In September 2020, Berisha began to oversee those operations as president of the ASUWB. “My leadership capacity was put to the ultimate test, governing during the confluence of a global pandemic, a crucial presidential election and social injustices all across the country,” he said. “These instances fused together and impacted us in various ways: our mental and physical health, financial stability and our ability to engage in the classroom and persist in our college experience.

“I worked to lead and support a team of 12 officers to advocate for resources that considered students’ learning success.”

Paving the way

Berisha and his team coordinated forums that informed students on ways to alleviate stress and anxiety, hosted food drives for students battling food insecurity and developed ways to engage students in virtual programming. “At times throughout the year, it became tough to prioritize the welfare of our campus community,” he admitted. “But my journey through ASUWB proved to be meaningful in my growth as a leader.”

In his senior year, Berisha took his leadership skills a step beyond that of any UW Bothell students before him: He was named the first student representative of the campus appointed by Gov.
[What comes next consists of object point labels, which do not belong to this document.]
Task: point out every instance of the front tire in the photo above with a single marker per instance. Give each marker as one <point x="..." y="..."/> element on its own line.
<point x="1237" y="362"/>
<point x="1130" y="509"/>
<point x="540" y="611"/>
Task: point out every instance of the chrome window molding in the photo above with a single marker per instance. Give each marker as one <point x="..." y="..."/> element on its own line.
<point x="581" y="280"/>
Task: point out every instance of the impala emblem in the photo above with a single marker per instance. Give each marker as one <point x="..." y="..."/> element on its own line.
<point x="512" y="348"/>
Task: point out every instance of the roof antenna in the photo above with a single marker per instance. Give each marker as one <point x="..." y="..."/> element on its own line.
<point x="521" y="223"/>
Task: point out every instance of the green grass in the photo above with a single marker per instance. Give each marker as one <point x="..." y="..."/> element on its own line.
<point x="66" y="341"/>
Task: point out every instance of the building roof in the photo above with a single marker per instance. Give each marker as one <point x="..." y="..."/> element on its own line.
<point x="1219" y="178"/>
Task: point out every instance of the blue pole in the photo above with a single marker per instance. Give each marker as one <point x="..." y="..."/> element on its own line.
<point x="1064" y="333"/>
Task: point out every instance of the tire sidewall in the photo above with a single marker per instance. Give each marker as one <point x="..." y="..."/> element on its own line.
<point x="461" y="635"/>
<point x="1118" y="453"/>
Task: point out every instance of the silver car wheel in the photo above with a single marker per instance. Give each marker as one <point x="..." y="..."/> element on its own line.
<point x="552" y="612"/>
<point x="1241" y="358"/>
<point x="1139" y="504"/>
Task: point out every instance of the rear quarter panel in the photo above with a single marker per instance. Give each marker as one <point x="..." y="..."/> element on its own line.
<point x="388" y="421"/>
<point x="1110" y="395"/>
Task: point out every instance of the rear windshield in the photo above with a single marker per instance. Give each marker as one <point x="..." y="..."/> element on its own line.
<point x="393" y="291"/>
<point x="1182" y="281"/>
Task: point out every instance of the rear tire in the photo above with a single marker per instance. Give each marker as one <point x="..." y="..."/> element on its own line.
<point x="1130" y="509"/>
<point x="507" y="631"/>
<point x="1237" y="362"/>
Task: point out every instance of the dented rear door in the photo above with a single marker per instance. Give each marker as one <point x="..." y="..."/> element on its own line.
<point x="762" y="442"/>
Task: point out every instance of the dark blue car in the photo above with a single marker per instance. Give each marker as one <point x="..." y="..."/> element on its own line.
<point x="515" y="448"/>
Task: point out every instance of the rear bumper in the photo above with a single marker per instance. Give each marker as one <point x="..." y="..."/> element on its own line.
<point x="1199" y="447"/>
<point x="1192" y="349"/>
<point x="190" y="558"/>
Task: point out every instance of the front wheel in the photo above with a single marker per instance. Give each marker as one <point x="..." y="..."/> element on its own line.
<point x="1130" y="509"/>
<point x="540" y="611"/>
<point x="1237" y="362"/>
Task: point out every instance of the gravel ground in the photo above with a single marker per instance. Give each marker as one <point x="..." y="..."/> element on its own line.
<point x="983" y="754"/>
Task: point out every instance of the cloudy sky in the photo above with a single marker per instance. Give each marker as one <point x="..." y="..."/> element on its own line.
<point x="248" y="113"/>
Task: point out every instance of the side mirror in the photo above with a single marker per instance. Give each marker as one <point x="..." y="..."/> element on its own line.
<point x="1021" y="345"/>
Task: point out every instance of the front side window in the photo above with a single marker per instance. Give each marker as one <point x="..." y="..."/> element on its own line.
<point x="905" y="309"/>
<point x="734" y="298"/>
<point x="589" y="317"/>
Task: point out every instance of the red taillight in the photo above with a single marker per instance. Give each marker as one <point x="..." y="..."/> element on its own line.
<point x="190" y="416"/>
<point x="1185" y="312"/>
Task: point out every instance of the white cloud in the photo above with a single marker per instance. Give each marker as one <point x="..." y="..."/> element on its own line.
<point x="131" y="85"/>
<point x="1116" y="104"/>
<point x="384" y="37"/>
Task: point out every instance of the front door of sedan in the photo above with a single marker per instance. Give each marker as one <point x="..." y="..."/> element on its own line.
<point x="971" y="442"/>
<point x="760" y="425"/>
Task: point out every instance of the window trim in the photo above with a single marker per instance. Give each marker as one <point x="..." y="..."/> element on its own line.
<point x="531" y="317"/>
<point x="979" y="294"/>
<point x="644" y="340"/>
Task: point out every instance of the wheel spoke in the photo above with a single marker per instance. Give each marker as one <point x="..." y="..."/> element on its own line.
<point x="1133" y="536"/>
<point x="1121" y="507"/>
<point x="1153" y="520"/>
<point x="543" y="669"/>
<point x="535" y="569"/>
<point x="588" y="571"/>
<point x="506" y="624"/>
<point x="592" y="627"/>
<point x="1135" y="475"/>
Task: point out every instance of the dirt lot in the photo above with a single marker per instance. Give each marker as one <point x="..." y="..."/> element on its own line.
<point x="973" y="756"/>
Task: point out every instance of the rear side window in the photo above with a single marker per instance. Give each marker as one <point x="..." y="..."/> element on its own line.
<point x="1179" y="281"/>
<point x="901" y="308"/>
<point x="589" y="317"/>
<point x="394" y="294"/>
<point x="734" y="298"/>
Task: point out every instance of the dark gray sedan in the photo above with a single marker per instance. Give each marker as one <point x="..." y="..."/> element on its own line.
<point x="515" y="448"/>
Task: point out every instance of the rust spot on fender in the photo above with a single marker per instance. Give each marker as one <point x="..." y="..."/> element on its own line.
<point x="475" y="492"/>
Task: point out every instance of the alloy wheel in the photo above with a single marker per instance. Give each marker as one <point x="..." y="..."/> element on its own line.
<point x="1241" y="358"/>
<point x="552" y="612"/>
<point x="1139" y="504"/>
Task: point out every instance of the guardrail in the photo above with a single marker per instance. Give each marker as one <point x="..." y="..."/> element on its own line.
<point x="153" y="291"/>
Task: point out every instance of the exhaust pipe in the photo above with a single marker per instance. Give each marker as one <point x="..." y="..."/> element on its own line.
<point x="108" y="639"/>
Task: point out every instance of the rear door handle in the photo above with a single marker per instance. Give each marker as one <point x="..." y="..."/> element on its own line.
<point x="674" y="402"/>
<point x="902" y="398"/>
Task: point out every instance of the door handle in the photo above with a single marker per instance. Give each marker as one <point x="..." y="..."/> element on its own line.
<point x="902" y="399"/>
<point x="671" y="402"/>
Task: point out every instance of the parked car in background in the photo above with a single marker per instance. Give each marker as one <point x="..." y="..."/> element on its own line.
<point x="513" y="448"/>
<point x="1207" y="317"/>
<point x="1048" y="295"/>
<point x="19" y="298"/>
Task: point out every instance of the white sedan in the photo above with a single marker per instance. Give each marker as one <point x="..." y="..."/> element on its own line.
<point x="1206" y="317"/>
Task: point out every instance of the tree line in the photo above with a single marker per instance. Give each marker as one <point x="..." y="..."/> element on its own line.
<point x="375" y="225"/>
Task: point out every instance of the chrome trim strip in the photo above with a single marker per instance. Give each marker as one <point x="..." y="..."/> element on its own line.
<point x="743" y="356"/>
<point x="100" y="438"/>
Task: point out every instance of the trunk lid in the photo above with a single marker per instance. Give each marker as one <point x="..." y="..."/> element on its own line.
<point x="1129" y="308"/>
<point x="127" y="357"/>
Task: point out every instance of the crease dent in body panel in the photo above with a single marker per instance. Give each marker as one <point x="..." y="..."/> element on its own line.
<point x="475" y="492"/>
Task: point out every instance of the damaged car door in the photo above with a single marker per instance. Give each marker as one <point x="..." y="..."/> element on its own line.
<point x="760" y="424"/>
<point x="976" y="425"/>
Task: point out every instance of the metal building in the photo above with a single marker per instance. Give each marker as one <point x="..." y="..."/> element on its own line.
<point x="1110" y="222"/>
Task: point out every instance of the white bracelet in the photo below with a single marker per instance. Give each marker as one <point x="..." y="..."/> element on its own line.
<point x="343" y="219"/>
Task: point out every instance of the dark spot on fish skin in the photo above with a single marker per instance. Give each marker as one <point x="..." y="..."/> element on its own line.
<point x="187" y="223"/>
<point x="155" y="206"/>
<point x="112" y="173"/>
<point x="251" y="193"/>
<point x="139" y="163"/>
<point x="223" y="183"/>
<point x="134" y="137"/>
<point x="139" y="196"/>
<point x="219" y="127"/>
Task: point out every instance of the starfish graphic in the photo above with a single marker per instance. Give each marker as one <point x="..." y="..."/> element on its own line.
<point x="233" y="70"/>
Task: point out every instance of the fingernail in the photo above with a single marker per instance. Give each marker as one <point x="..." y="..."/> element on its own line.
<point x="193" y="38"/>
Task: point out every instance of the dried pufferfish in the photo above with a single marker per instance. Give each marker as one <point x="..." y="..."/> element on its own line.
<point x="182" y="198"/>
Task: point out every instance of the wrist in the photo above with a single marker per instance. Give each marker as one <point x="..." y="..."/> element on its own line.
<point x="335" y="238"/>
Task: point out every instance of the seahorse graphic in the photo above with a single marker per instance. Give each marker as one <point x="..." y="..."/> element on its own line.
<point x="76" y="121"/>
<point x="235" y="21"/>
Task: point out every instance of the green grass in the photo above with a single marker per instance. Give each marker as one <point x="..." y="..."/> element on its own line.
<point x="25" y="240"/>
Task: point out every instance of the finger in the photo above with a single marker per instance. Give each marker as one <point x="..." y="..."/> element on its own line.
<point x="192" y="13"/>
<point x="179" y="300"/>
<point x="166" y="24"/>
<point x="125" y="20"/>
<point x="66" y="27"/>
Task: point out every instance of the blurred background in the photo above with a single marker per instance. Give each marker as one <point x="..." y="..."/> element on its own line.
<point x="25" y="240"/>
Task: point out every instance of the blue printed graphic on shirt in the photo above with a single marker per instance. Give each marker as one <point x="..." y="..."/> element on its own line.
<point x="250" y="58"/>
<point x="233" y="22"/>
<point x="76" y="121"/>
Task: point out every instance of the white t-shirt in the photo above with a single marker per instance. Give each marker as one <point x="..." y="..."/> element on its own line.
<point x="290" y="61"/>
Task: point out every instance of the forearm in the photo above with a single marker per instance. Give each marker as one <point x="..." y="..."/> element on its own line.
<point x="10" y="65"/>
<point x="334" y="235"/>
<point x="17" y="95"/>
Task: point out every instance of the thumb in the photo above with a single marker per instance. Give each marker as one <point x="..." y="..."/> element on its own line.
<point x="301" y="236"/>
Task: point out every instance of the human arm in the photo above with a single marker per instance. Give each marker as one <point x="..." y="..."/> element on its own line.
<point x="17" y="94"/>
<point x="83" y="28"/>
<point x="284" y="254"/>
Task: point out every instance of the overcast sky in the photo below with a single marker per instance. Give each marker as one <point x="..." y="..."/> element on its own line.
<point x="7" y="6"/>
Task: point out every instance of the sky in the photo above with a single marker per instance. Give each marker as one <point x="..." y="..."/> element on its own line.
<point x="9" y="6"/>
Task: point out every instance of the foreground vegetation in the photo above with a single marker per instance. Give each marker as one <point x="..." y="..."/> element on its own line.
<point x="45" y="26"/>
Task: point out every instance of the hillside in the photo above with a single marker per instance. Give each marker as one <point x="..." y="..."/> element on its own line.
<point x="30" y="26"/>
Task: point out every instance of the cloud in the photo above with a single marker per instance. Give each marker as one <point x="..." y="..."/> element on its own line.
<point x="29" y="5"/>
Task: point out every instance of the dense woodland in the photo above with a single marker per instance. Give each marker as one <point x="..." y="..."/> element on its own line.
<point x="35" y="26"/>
Jay Inslee to the UW Board of Regents. The regents govern and steward the tri-campus University for the benefit of present and future residents of the state of Washington. The student regent brings the perspective of students past, present and future to difficult decisions that involve balancing the interests of current and future students, and of students and the faculty or staff.
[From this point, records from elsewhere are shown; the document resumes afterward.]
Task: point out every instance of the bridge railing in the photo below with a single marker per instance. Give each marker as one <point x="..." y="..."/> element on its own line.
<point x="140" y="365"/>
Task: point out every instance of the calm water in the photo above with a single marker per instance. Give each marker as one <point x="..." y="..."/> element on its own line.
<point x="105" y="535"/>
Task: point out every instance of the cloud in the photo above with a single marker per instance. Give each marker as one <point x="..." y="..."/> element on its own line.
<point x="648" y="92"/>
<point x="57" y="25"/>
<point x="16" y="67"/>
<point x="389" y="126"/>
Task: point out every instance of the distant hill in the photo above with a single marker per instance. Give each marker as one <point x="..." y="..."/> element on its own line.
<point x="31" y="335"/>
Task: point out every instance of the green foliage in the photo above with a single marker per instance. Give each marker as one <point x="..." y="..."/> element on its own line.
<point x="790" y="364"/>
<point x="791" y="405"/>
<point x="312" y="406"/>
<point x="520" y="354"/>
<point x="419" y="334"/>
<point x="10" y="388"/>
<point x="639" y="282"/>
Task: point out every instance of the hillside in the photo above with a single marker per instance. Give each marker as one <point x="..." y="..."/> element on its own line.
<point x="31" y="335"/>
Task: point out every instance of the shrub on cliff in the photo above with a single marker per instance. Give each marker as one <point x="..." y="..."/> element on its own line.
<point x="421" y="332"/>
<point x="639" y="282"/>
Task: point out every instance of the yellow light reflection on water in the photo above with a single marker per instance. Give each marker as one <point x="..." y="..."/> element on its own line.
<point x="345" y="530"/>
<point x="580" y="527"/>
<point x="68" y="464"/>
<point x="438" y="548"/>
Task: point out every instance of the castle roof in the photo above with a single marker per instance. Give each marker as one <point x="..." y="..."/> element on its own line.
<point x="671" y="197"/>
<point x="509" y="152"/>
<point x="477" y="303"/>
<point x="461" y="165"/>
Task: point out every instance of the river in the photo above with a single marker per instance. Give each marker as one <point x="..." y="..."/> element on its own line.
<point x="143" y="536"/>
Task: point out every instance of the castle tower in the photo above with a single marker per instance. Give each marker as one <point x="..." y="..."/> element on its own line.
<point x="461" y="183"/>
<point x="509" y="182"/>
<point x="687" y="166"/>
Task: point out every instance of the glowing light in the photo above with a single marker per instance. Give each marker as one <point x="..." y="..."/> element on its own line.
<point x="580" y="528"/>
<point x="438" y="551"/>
As a regent, Berisha focused on building meaningful, collaborative relationships and ensuring student perspectives were represented at a crucial time in U.S. history. The honor of serving as a regent not only allowed him to expand his understanding of University operations, he said it also helped him develop a more defined vision for his future.

“Given policy challenges from the economic and political impacts of COVID-19, I have learned that I want to explore the intersection of policy and health care at an administrative level,” he said.

Giving voice to the voiceless

Dr. Wolf Yeigh, professor of Engineering and, at the time, UW Bothell chancellor, endorsed Berisha for the Husky 100 award.

“During my more than 20 years of working with student leaders, I believe there isn’t anyone who advocated more for student voice and action than Djelli,” he said. “He has made student voices heard impactfully and respectfully.”

Noted Berisha: “Being a part of this vibrant campus community and through my relationships with peers, faculty, staff and administrators, I have been able to grow into a powerful catalyst for positive change and empower communities on campus to do the same,” he said. “UW Bothell has transformed me into a scholar and perceptive leader who considers how I lead with purpose.”

He also said he plans to keep focusing on ways he can make meaningful, sustainable change all while inspiring the next generation of leaders.

“The University of Washington has prepared me to use my platform to continue to advocate for the voiceless and generate great social impact, which I will apply to my future as an aspiring physician to break barriers to health care access and elevate quality of life for all.”